Telling someone to “cheer up” oversimplifies their experience. Depression is not about choosing to feel sad or unmotivated. It often requires professional treatment, and even then, recovery can be a long and challenging journey.
Langham points out, “Depression can cause prolonged sadness and an inability to find joy or pleasure in life. It can also make basic tasks, like maintaining hygiene, very difficult.”
Asking someone to cheer up is like telling someone with a broken leg to walk it off. It disregards the severity of their condition and implies that they are not trying hard enough to feel better. Instead, acknowledge their feelings and offer your support by simply being there for them.
“Many people go through worse”
Comparing someone’s struggles to those of others can be particularly harmful. Depression does not depend on how “good” or “bad” someone’s life appears. Even if someone has everything they need, they can still experience depression due to factors beyond their control.
When you say, “Many people go through worse,” it can increase feelings of guilt, isolation, and loneliness. People with depression may already struggle to understand why they feel the way they do. Invalidating their experience by comparing it to others can make them feel misunderstood.
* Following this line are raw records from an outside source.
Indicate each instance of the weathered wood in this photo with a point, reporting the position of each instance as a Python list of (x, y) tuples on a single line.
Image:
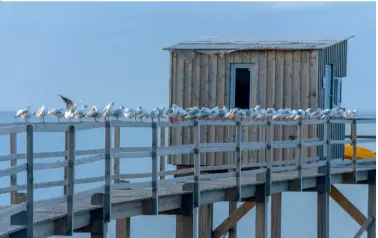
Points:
[(276, 209), (155, 170), (371, 230), (13, 152), (347, 206), (71, 178), (230, 222)]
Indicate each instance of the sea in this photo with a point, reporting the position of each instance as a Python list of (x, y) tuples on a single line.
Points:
[(299, 210)]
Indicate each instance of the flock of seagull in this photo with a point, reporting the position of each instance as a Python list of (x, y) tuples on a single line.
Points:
[(176, 113)]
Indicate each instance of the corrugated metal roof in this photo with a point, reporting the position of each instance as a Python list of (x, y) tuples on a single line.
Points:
[(218, 43)]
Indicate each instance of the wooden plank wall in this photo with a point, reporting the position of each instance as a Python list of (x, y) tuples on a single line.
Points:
[(336, 56), (281, 79)]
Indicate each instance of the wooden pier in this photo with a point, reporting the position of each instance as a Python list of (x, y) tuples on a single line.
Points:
[(117, 199)]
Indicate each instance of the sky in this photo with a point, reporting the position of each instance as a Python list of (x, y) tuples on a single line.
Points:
[(98, 52)]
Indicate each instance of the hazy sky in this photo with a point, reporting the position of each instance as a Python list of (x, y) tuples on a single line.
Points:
[(99, 52)]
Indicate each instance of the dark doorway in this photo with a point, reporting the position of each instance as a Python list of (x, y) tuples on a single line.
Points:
[(242, 88)]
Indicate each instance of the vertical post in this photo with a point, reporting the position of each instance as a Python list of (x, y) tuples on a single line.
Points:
[(300, 155), (65, 188), (163, 143), (71, 179), (353, 131), (238, 161), (263, 190), (324, 187), (30, 181), (197, 174), (371, 230), (106, 205), (155, 170), (13, 177), (122, 225)]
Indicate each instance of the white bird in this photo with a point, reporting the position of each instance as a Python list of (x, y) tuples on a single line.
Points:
[(21, 112), (42, 112), (80, 114), (57, 113), (94, 113), (129, 113), (117, 113), (108, 110), (70, 107)]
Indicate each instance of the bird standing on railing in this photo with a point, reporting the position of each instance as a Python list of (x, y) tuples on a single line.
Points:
[(80, 114), (107, 111), (70, 107), (41, 113), (118, 112), (24, 113)]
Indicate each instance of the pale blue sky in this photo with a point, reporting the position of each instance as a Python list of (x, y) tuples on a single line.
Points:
[(99, 52)]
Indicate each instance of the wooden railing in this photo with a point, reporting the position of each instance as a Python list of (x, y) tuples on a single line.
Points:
[(20, 211)]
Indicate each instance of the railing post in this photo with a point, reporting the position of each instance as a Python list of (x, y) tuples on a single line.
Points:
[(30, 180), (300, 155), (197, 174), (155, 170), (238, 161), (107, 201), (353, 132), (71, 179), (13, 177), (163, 143)]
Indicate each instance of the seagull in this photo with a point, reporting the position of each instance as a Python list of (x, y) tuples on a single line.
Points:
[(108, 110), (70, 107), (58, 113), (80, 114), (117, 113), (94, 113), (42, 112)]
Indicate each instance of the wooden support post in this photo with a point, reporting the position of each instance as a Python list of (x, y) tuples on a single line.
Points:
[(65, 188), (197, 174), (122, 225), (71, 179), (233, 230), (324, 187), (155, 170), (276, 215), (371, 230), (163, 143), (107, 200), (233, 218), (26, 218), (347, 206)]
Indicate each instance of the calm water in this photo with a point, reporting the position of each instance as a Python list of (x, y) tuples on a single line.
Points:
[(298, 210)]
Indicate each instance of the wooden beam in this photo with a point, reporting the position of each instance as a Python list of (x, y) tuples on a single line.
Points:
[(233, 231), (371, 209), (347, 205), (364, 227), (234, 217), (276, 215)]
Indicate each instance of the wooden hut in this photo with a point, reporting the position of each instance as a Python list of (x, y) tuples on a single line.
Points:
[(245, 73)]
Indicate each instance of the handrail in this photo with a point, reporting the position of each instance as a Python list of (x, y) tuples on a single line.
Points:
[(80, 157)]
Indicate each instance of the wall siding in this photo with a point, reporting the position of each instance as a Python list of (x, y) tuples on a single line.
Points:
[(280, 78), (336, 56)]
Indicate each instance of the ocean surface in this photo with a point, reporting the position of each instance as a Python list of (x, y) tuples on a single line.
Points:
[(299, 210)]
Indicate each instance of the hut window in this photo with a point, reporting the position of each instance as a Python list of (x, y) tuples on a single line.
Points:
[(241, 85)]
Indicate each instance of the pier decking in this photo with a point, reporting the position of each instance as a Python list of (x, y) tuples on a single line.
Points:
[(91, 210)]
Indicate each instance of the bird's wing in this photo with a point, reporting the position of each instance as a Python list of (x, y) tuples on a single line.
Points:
[(67, 101)]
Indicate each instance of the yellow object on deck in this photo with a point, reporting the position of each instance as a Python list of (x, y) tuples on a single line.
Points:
[(362, 152)]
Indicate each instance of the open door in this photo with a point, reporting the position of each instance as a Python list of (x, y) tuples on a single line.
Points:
[(241, 84)]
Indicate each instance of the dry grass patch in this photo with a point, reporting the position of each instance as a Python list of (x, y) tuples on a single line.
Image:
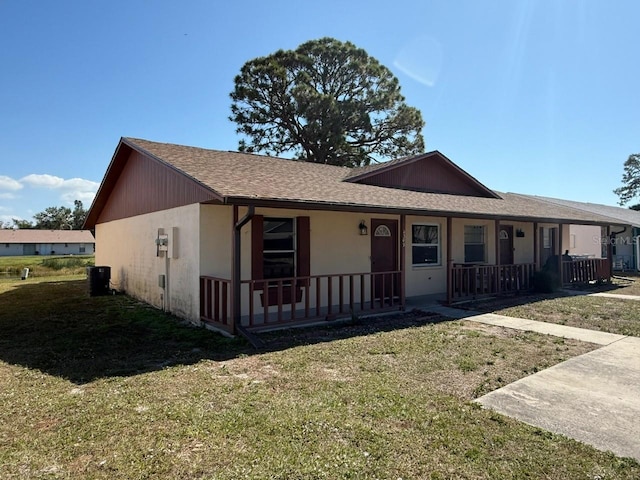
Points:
[(368, 403), (611, 315)]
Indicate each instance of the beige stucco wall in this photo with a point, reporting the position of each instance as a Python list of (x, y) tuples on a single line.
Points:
[(216, 224), (585, 240), (128, 247), (336, 248)]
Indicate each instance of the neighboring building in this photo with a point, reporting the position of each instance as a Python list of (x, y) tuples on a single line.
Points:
[(46, 242), (591, 241), (243, 241)]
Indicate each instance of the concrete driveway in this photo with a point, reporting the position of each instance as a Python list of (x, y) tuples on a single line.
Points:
[(593, 398)]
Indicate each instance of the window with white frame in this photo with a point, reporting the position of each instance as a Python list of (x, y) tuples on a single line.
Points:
[(425, 244), (474, 244), (279, 248)]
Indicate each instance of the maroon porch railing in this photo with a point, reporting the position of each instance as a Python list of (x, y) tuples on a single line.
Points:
[(297, 299), (215, 302), (586, 270), (320, 297), (473, 281)]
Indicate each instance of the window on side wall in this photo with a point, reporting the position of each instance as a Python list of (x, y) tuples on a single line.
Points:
[(278, 248), (474, 244), (425, 244)]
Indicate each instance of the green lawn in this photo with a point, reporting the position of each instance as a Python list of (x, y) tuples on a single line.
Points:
[(45, 265), (611, 315), (106, 387)]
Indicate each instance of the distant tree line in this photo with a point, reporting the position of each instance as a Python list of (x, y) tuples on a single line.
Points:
[(53, 218)]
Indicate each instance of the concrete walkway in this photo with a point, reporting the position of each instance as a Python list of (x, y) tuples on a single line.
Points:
[(593, 398)]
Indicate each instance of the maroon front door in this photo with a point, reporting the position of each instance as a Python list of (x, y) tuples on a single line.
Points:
[(384, 258), (506, 244)]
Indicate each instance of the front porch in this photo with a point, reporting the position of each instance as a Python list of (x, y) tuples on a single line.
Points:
[(304, 300), (299, 300)]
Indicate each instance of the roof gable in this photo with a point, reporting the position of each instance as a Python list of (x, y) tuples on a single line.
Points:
[(138, 182), (430, 172), (235, 178)]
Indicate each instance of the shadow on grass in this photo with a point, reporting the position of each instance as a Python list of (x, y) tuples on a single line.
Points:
[(57, 328), (492, 304)]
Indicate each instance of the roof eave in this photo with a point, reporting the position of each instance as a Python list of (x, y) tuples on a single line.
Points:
[(359, 208)]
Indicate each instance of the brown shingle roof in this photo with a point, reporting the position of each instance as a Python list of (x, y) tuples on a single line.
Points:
[(45, 236), (625, 215), (242, 178)]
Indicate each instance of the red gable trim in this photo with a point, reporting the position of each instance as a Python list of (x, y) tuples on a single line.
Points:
[(429, 172), (138, 182)]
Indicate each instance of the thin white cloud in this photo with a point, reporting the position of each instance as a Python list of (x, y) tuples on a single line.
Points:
[(43, 181), (70, 189), (57, 183), (8, 183)]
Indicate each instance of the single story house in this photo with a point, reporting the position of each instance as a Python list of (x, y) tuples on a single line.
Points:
[(46, 242), (242, 241), (584, 239)]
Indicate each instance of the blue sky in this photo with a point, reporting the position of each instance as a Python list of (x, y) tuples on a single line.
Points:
[(536, 97)]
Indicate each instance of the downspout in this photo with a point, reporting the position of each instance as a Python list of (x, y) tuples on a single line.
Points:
[(612, 242), (237, 271), (238, 224)]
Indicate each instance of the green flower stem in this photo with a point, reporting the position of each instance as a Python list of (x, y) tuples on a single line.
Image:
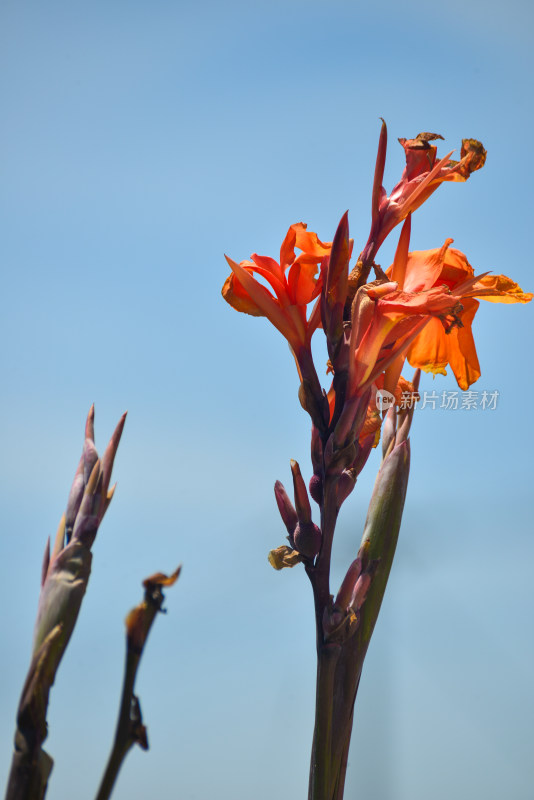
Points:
[(130, 729), (125, 732), (320, 768)]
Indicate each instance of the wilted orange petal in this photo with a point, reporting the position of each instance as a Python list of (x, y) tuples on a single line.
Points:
[(429, 351), (302, 280), (310, 243), (287, 250), (239, 298), (461, 345), (500, 289)]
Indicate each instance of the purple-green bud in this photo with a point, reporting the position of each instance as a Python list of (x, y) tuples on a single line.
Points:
[(345, 485), (307, 538), (389, 428), (316, 488), (285, 507), (302, 501)]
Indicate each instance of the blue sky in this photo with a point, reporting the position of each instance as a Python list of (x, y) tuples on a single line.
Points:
[(139, 142)]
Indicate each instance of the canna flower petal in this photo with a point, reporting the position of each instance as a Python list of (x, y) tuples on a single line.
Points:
[(284, 302), (421, 177), (437, 346)]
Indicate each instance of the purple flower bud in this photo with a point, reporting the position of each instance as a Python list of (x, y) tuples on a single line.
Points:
[(316, 488), (285, 507), (345, 485), (307, 538), (302, 501)]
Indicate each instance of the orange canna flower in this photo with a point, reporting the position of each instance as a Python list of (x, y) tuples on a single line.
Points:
[(437, 345), (421, 177), (386, 320), (287, 307)]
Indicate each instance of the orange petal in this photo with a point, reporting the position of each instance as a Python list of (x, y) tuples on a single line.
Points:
[(310, 243), (429, 351), (500, 289), (239, 298), (462, 352)]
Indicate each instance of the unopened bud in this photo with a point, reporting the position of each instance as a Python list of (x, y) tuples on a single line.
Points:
[(388, 430), (316, 488), (302, 502), (345, 485), (285, 507), (307, 539)]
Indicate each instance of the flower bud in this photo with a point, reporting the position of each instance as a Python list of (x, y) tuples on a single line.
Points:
[(307, 539), (316, 488), (285, 507), (302, 502)]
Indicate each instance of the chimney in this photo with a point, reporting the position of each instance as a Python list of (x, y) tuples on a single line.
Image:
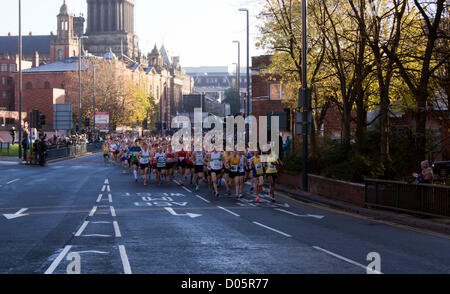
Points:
[(36, 59)]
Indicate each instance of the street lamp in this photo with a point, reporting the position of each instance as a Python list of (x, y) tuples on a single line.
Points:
[(238, 74), (306, 101), (248, 61), (80, 40), (94, 66)]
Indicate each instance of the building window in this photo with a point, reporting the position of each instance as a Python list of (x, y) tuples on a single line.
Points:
[(275, 92), (60, 54)]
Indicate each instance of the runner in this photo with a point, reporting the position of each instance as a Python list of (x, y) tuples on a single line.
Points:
[(170, 163), (124, 157), (272, 165), (106, 152), (144, 156), (216, 162), (160, 164), (135, 149), (258, 173), (199, 167), (234, 171), (241, 172), (181, 156)]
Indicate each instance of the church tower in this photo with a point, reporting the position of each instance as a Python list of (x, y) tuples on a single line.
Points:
[(64, 46), (111, 25)]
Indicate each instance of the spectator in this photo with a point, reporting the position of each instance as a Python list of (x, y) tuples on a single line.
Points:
[(426, 175), (13, 135), (25, 146), (287, 146)]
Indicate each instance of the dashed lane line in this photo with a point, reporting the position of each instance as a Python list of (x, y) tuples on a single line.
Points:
[(56, 262), (117, 230), (207, 201), (125, 262), (272, 229), (229, 211)]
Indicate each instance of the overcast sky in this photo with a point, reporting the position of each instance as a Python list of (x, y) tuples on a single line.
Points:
[(199, 31)]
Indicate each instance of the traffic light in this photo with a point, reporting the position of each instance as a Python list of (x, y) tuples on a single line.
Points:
[(41, 119), (34, 119)]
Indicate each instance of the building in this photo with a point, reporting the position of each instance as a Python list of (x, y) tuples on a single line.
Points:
[(111, 25), (213, 81)]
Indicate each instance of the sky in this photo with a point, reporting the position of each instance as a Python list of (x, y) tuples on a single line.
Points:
[(201, 32)]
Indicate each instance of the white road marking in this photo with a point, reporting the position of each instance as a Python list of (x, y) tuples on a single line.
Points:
[(99, 198), (294, 214), (80, 231), (125, 262), (113, 211), (272, 229), (56, 262), (17, 214), (97, 235), (346, 259), (207, 201), (186, 189), (91, 251), (172, 212), (94, 209), (117, 230), (229, 211)]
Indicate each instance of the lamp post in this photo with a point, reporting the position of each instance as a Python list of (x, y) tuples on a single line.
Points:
[(80, 40), (306, 103), (93, 102), (248, 61), (238, 74), (20, 79)]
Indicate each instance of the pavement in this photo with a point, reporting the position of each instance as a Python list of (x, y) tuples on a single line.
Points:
[(81, 212)]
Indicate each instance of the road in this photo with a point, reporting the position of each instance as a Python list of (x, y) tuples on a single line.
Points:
[(51, 215)]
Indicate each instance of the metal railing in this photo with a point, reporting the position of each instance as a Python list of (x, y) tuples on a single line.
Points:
[(72, 151), (422, 199)]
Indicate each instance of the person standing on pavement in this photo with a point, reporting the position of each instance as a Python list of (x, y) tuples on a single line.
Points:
[(25, 146), (13, 135)]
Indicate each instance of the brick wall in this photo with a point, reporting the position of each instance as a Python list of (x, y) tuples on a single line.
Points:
[(333, 189)]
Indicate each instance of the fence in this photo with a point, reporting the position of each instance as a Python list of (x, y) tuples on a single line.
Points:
[(73, 151), (422, 199)]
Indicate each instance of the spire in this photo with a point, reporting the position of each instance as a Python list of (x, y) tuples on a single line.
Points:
[(64, 10)]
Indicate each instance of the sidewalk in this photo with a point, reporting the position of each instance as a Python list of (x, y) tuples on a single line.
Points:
[(441, 225)]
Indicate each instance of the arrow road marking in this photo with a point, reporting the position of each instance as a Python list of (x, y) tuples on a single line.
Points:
[(172, 212), (17, 214), (307, 215)]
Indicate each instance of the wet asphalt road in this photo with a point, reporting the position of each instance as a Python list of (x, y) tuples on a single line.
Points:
[(50, 215)]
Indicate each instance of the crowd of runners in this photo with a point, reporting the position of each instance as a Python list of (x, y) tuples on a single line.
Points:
[(154, 157)]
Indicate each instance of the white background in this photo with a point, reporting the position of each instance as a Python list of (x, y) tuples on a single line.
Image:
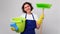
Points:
[(12, 8)]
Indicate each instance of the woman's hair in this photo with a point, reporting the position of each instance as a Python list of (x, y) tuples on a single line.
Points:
[(25, 4)]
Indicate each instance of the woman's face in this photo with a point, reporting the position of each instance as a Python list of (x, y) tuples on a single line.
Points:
[(27, 8)]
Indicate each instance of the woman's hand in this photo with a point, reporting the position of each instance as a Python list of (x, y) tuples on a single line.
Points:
[(38, 25)]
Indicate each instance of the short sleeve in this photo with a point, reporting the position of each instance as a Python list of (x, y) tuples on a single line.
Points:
[(23, 15), (36, 17)]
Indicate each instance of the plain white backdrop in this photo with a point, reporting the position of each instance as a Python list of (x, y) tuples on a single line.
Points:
[(12, 8)]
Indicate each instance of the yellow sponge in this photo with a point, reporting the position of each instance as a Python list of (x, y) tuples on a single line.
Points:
[(12, 28)]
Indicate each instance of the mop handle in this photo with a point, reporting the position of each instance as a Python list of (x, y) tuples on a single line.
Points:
[(41, 24)]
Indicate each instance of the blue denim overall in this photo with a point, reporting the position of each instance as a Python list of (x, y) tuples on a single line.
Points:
[(30, 26)]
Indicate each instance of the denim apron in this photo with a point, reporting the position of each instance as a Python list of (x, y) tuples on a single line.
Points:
[(30, 26)]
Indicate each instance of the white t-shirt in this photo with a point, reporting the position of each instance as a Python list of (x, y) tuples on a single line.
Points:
[(29, 16)]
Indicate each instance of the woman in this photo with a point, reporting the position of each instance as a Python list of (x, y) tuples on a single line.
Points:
[(31, 19)]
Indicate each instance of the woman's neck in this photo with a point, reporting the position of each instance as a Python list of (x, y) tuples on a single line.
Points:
[(29, 13)]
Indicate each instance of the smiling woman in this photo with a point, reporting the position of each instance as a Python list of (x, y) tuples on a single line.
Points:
[(30, 19)]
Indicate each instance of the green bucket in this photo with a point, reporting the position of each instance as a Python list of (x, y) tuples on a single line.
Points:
[(20, 22), (43, 5)]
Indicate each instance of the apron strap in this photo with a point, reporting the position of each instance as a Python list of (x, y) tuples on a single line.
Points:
[(32, 16)]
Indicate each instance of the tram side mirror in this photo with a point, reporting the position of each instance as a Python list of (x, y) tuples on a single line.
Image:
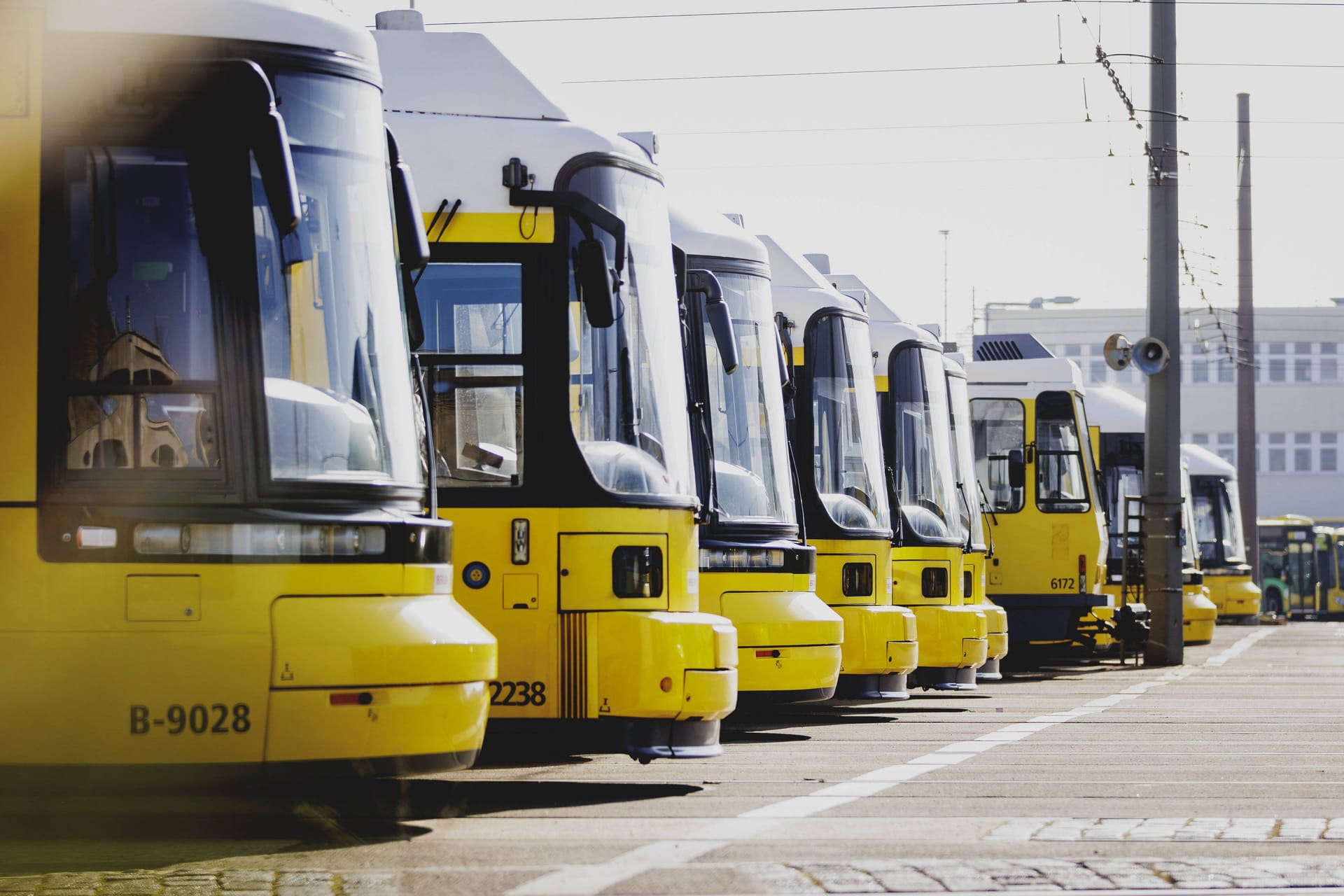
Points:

Langham emphasizes, “Saying this can cause someone to withdraw further, as it reinforces the belief that no one understands their pain.”
Instead of minimizing their experience, show empathy by listening without judgment. You do not need to relate to their feelings to offer support. Simply acknowledging their pain can help them feel less alone.
“You’re being selfish”
People with depression may not act like themselves. They might struggle to keep up with social engagements, work responsibilities, or even basic self-care. While this might affect their relationships, it is important to understand that these behaviors are not intentional.
Depression often drains a person’s energy and capacity to function. Langham explains, “A person dealing with clinical depression is likely having a hard time managing their own life. They are not selfish; they are unwell.”
Accusing someone of being selfish can make them feel ashamed or further isolated. Instead, try to offer support with patience and understanding. Let them know you are there for them, even if they cannot meet your expectations right now.
How to Offer Meaningful Support
Knowing what not to say is only part of the solution. Offering support with compassion and empathy can help someone feel understood and valued. Here are a few ways you can help:
- Listen without judgment: Sometimes, the best way to support someone is to listen. Let them share their thoughts and feelings without offering solutions or advice.
- Validate their experience: Acknowledge their pain and struggles. Phrases like “I’m sorry you’re going through this” or “That sounds really hard” can make a difference.
- Offer practical help: Depression can make everyday tasks overwhelming. Offer to help with small things like cooking, cleaning, or running errands.
- Encourage professional support: If they are open to it, suggest seeking help from a mental health professional. Offer to help them find resources if needed.
- Be patient: Recovery takes time, and progress might not be linear. Continue offering support, even if they seem unresponsive at times.
Conclusion
Supporting someone with depression requires empathy, patience, and understanding. Words have the power to heal, but they can also harm if used carelessly. Avoid phrases that minimize or invalidate their experience, such as “everyone is going through something” or “cheer up.”
Instead, offer your support by listening, validating their feelings, and encouraging them to seek help. Remember that depression is not a choice, and those experiencing it are doing the best they can. By being mindful of what you say, you can make a positive difference in their journey toward healing.
Your support and compassion can help them feel less alone. Small gestures of kindness and understanding can go a long way in showing someone with depression that they are valued and not alone in their struggles.